Yesterday the U.S. Court of Appeals for the Seventh Circuit ruled against OOIDA in its fight against the electronic logging device mandate.
OOIDA: ELDs Are Invasion Of Driver Privacy And Constitutional Rights
OOIDA argued that the ELD mandate “does not advance safety, is arbitrary and capricious and violates 4th amendment rights against unreasonable searches and seizures,” but the court disagreed, meaning that the December 2017 implementation date is still in effect.
Notably, the court argued that “compliance [with hours of service regulations] has long been an issue, though, because it is easy to insert an error in paper record, whether intentionally or not.”
Court Denies All Five Of OOIDA’s Arguments
The opinion offered by Circuit Judge David F. Hamilton answered each of OOIDA’s objections to the ELD mandate one by one.
- OOIDA argued that ELDs are ineffective because they are not totally automatic. “Petitioners’ reading of the statute seeks to pit one statutory requirement against another rather than allow the agency to balance competing policy goals endorsed by Congress,” the opinion stated.
- OOIDA stated that the definition of driver harassment provided was too narrow.
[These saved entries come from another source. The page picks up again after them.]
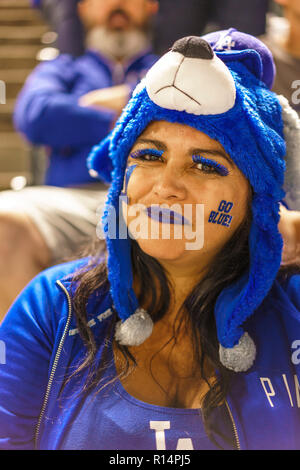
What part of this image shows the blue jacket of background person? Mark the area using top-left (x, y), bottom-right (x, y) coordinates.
top-left (0, 258), bottom-right (300, 450)
top-left (13, 49), bottom-right (157, 187)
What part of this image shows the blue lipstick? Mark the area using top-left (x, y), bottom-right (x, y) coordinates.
top-left (145, 206), bottom-right (191, 225)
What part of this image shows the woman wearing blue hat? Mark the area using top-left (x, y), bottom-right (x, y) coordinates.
top-left (0, 29), bottom-right (300, 450)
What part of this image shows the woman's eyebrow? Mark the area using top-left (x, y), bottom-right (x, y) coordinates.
top-left (134, 138), bottom-right (167, 151)
top-left (191, 148), bottom-right (234, 167)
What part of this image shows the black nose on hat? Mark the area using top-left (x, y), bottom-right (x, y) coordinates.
top-left (171, 36), bottom-right (214, 60)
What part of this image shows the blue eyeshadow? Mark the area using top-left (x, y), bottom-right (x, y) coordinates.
top-left (130, 148), bottom-right (164, 159)
top-left (192, 155), bottom-right (229, 176)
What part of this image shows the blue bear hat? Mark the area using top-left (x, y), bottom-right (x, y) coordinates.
top-left (88, 29), bottom-right (300, 372)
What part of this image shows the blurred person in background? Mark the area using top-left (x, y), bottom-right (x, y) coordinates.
top-left (261, 0), bottom-right (300, 211)
top-left (32, 0), bottom-right (270, 58)
top-left (262, 0), bottom-right (300, 117)
top-left (0, 0), bottom-right (158, 320)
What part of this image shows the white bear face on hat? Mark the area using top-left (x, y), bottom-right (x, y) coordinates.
top-left (145, 36), bottom-right (236, 116)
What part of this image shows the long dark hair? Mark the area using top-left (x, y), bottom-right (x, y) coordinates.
top-left (67, 197), bottom-right (254, 447)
The court found that the agency had done due diligence by seeking input from drivers, motor carriers, and trade organizations on the definition of driver harassment.
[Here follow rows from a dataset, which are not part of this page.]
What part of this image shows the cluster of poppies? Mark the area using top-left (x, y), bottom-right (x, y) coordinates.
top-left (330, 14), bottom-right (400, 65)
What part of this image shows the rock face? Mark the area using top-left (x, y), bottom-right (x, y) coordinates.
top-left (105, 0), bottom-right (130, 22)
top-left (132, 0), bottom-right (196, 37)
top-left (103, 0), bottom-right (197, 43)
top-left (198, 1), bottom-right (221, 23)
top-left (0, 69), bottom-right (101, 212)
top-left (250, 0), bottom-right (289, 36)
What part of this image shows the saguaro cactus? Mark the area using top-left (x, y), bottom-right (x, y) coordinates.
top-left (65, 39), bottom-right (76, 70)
- OOIDA claimed that the cost-benefit analysis of the ELD mandate was flawed and did not justify nationwide implementation. The court said the no cost benefit analysis was required and that the studies that were performed were sufficient.
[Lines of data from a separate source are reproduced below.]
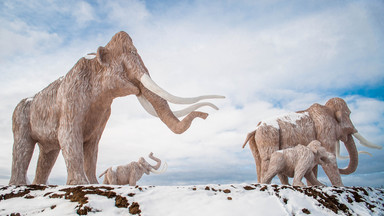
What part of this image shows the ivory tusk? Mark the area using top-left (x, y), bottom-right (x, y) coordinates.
top-left (353, 133), bottom-right (382, 149)
top-left (140, 73), bottom-right (225, 104)
top-left (358, 151), bottom-right (373, 157)
top-left (138, 96), bottom-right (219, 118)
top-left (84, 53), bottom-right (96, 59)
top-left (336, 140), bottom-right (373, 159)
top-left (137, 95), bottom-right (157, 117)
top-left (150, 162), bottom-right (168, 174)
top-left (335, 141), bottom-right (349, 159)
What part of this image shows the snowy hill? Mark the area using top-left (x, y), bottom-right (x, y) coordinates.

- OOIDA argued that the ELD mandate was an invasion of driver privacy. The court found that the agency “adopted a reasonable approach to protect drivers in this regard.”
- Most significantly, OOIDA attested that the ELD mandate was a violation of the fourth amendment against unreasonable search and seizure. The court said, “We find no Fourth Amendment violation. Whether or not the rule itself imposes a search or a seizure, inspection of data recorded on an ELD would fall within the “pervasively regulated industry” exception to the warrant requirement. The agency’s administrative inspection scheme for such information is reasonable.”
Though OOIDA expressed serious disappointment with the court’s ruling, they vow to keep looking for ways to stop the ELD mandate: “Because this issue is of vital importance to our members and all small-business truckers, we are reviewing our next steps to continue our challenge against this regulation.”